I used to write a weekly column for NationalJournal.com called "Budget Battles." My editor and publisher there was Troy Schneider, who 11 years later was one of the founders of Capital Gains and Games.
That's also where I started giving away T-shirts (Other giveaways included mouse pads and coffee mugs. In fact, I'm using one of those mugs now at this ridiculously early time of the morning.)
Anyway, back to the T-shirts.
Most weeks you won a shirt if you submitted the correct response to a very obscure budget question and had your name selected at random from all those who got it right.
Other weeks you won a shirt if you submitted what "the judges" (actually just the BTW and me) determined was the best response to a creative question such as "If you were a chef, what would you include in a federal budget sandwich?" or "What would the name of a federal budget athletic competitiion be called?" The winning answer to the first question included "a green span of lettuce" in the sandwich. The winner of the second said it had to be called the "U.S. Open Wallet."

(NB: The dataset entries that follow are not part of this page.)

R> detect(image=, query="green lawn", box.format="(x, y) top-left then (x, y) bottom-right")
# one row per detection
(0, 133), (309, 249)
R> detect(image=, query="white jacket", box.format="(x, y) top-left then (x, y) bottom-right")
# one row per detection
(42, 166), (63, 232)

I haven't written Budget Battles for a while; the column, now called "Fiscal Fitness," moved to Roll Call this past January. Over a great deal of protest, the contests actually ended the year before the column moved.

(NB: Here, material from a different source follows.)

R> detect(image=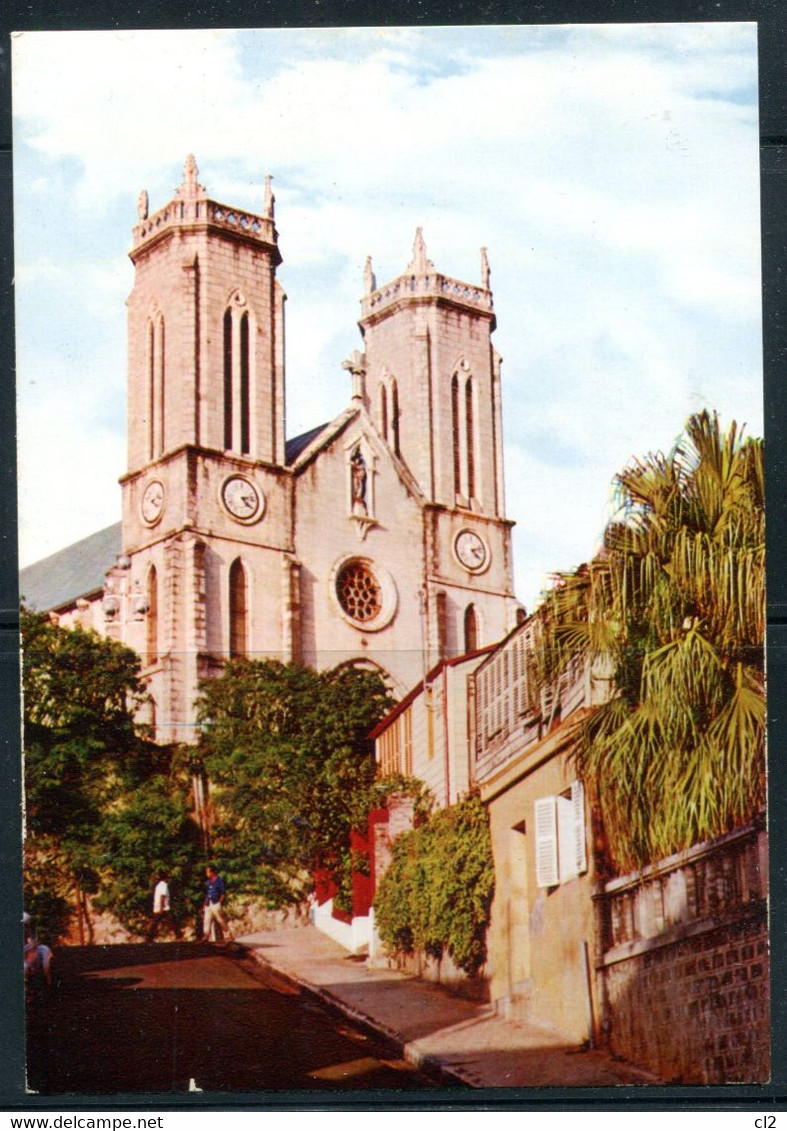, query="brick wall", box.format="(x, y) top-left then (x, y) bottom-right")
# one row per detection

But the t-shirts made a grand return yesterday when economistmom.com showed one off on her blog.
And that inspired me to give away t-shirts (or something) again, at least through the end of this year.
So here's the first question: Who was the first chairman of the House Budget Committee?

First Chairman
Hi Stan,
Brock Adams was the first chairman of the Budget Committee (although Jaime Whitten and Al Ullman preceeded him as co-chairmen of the Joint Study Committee on Budget Control).

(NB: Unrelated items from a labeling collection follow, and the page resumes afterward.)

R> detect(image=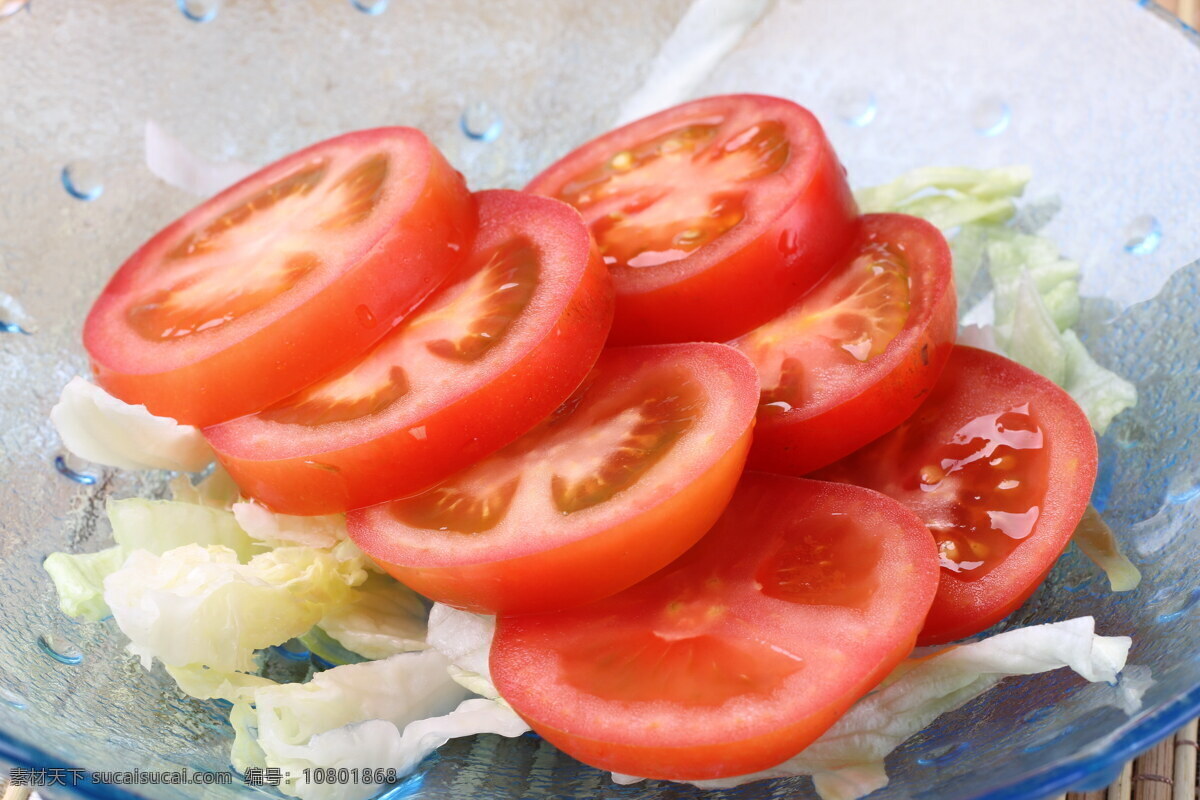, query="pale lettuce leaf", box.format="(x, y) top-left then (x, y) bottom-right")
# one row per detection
(1062, 331), (1138, 435)
(856, 167), (1138, 434)
(42, 546), (127, 622)
(613, 616), (1132, 800)
(233, 500), (346, 548)
(170, 464), (241, 511)
(42, 498), (262, 621)
(50, 378), (214, 473)
(318, 575), (427, 660)
(230, 649), (528, 800)
(1070, 506), (1141, 591)
(426, 603), (508, 706)
(104, 545), (366, 672)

Glad to see the return of Budget Battles -- the "I Won a Budget Battle" pennants fly proudly around here (but not, yet, from my office).
Dave
I treasure...
... my "I won a budget battle 2002" coffee mug. I might have been the only Senate staffer in the mail room with one of those.
I remember the question was some David Stockman quote, but I can't remember which one.
It's a trick question! In
It's a trick question! In fact, there is no such thing as the "House Budget Committee." Instead, annual budget resolutions in the House are drafted by a carefully selected pack of trained weasels, using what staffers describe as "a really complicated Excel spreadsheet."